Almost every developed country has a universal healthcare system. I reside in one of the few exceptions, but I am hopeful we will become civilized eventually. If it turns out that a CRISPR modification is the best way to prevent or cure a disease, then I think it will probably have fairly broad usage. If, on the other hand, it is an enhancement issue, then the access will likely be quite different and will be based on ability to pay in most if not all places.
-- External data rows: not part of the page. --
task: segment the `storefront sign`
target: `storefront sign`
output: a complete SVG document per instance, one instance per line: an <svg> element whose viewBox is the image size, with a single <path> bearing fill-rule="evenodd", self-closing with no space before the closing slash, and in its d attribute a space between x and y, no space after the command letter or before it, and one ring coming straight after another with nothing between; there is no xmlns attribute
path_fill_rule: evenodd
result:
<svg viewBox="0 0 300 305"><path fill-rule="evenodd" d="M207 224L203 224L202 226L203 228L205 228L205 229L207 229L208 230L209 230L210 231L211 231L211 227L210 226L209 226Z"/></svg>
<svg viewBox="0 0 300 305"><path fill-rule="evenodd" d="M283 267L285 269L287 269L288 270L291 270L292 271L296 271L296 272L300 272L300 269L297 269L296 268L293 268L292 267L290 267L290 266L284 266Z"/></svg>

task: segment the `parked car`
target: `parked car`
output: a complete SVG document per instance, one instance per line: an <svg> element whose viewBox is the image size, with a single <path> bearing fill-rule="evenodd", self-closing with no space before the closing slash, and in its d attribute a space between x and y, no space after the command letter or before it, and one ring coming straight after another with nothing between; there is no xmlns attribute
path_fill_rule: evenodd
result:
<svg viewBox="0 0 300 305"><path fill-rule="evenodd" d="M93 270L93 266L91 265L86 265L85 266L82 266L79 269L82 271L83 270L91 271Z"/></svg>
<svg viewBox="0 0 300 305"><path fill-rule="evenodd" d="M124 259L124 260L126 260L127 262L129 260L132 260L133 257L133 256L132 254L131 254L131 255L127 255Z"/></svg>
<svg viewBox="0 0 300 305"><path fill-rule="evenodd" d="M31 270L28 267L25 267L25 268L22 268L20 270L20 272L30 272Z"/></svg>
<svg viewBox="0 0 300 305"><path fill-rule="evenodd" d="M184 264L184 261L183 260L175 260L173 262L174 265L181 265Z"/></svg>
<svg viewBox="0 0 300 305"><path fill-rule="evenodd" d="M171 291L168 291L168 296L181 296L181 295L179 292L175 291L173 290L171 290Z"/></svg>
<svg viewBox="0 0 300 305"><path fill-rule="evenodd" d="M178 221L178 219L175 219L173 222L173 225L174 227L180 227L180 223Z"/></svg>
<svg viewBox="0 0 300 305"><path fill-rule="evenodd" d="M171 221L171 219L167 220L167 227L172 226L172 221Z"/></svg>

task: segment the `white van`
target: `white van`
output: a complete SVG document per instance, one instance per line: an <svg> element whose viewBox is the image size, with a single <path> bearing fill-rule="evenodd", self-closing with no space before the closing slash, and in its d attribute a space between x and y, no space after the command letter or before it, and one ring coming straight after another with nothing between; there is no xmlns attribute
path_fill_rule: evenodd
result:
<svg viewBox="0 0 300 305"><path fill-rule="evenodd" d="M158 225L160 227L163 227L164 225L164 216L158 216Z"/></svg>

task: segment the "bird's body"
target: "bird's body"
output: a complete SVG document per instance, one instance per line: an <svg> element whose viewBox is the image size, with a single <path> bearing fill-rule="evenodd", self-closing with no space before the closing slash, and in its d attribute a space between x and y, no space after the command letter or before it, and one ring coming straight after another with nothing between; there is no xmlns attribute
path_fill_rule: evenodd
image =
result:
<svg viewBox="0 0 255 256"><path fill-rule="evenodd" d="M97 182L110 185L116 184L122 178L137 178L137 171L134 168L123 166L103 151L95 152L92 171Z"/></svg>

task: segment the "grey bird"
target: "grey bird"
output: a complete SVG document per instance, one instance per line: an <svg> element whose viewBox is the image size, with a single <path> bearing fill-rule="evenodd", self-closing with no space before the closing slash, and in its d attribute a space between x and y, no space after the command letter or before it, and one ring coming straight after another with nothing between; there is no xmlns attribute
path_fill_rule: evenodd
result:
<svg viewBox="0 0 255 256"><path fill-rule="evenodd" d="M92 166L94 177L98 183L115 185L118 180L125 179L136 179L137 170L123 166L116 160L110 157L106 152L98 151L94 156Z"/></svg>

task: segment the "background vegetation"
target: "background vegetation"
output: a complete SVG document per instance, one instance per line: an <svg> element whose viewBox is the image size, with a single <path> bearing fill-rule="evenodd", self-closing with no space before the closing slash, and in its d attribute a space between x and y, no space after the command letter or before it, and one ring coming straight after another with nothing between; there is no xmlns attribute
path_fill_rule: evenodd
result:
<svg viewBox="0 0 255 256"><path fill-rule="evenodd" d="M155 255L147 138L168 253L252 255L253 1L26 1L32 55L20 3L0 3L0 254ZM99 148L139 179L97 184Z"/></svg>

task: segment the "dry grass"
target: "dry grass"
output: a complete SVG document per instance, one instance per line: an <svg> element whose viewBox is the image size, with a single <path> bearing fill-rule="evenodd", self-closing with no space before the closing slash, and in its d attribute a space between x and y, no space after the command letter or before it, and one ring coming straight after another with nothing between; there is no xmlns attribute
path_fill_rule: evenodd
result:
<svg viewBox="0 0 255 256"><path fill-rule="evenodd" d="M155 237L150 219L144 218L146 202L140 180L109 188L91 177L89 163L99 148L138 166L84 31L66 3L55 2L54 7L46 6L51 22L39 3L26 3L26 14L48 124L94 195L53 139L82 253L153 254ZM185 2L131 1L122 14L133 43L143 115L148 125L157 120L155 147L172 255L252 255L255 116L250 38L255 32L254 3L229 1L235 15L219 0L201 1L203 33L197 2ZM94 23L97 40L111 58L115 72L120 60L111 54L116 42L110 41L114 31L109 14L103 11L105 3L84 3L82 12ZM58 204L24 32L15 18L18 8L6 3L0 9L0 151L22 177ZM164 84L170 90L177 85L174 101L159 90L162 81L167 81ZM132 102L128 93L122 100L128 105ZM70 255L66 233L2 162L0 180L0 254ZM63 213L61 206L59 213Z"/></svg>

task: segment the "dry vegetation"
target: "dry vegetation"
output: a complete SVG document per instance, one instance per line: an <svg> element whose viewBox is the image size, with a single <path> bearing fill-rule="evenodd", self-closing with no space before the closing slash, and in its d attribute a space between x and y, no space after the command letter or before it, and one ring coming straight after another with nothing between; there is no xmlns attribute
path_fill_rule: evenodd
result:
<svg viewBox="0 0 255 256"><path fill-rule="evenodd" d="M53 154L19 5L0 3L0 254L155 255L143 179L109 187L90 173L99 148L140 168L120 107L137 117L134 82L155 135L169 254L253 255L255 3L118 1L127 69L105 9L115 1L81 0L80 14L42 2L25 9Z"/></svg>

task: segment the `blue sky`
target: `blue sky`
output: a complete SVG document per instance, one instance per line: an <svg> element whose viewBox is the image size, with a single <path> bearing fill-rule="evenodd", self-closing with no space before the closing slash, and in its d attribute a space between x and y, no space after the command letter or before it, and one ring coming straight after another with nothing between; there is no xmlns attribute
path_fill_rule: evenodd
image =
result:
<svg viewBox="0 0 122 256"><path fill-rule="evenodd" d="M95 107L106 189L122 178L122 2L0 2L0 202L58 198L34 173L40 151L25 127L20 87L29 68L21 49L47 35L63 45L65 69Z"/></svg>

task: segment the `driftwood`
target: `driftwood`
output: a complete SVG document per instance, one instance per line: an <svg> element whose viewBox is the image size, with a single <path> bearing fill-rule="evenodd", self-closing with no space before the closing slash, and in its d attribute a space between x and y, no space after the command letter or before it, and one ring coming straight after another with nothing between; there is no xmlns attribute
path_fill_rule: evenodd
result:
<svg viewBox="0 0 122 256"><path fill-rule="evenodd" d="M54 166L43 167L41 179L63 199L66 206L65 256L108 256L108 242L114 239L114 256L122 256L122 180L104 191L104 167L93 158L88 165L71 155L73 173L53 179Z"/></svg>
I am not terribly worried about enhancement uses yet, frankly. There is almost nothing we know how to enhance through gene editing at this point. I am not sure that will change very quickly, in part because, as pointed out earlier, many of the things we would like to change are multigenic and involve not only many different genes with different alleles, but also the effects of many different environmental influences.
Dr. Legato:
That brings me to the question of how to predict the impact of the environment on edited DNA. I think it will require very long-term follow-up.
Dr. Miller:
I agree, because we know that the environment modifies the human genome at all stages of development. There is no reason to think that those same environmental pressures are not going to affect an altered genome. Environmental stimuli affect demethylation processes and other epigenetic modifications, and these change with age and hormonal status. These processes will continue regardless of what the genome is, and we do not know how gene editing might affect them.
Prof. Greely:
I agree, but I also think it depends on the type of genetic editing that is performed. Consider for example Huntington's disease, in which if you have more than about 37 CAG repeats in a row in the Huntington's gene, you will get the disease and die from it.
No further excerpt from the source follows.